The admission comes from the author of the snippet itself, Andreas Lundblad, a Java developer at Palantir, and one of the highest-ranked contributors to StackOverflow, a Q&A website for programming-related topics. An academic paper [PDF] published in 2018 identified a code snippet Lundblad posted on the site as the most copied Java code taken from StackOverflow and then re-used in open source projects. The code snippet was provided as an answer to a StackOverflow question posted in September 2010. The code snippet printed byte counts (123,456,789 bytes) in a human-readable format, like 123.5 MB. Academics found that this code had been copied and embedded in more than 6,000 GitHub Java projects, more than any other StackOverflow Java snippet. In a blog post published last week, Lundblad admitted that the code was flawed and that it incorrectly converted byte counts into human-readable formats. Lundblad said he revisited the code after learning of the academic paper and its results. He looked at the code again and published a corrected version on his blog.
StackOverflow code sometimes contains security bugs
But while Lundblad’s code snippet contained a trivial conversion bug that only resulted in slightly inaccurate file size estimations, things could have been much worse. The code could have contained a security flaw, for example. If it did, then fixing all the vulnerable applications would have taken months or years, leaving users exposed to attacks. Even if it is universally understood that copy-pasting code from StackOverflow is a bad idea, developers still do it. The 2018 research paper showed just how widespread this practice was in the Java ecosystem, revealing that the vast majority of developers who copied popular StackOverflow answers didn’t even bother to credit their source. Software developers who copy code from StackOverflow without attribution are effectively hiding from fellow coders that they’ve introduced unvetted code inside a project.

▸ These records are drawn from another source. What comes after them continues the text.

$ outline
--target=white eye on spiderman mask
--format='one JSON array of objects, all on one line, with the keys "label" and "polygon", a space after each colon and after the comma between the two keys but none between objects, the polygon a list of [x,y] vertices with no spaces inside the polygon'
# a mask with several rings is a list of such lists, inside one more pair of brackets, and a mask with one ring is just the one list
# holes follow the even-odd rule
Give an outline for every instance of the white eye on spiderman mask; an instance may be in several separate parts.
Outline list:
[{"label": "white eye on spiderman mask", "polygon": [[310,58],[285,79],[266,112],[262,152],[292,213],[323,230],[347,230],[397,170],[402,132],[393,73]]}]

This might sound like an overly alarmistic statement, but a different academic research project published in October 2019 [PDF] showed that StackOverflow code snippets do contain vulnerabilities – and that this is not just an urban myth that developers use to scare each other. The research paper found major security flaws in 69 of the most popular C++ code snippets posted on StackOverflow in the past ten years. Researchers said they found these 69 vulnerable code snippets in a total of 2,859 GitHub projects, showing how one bad StackOverflow answer could wreak damage across an entire ecosystem of open source apps.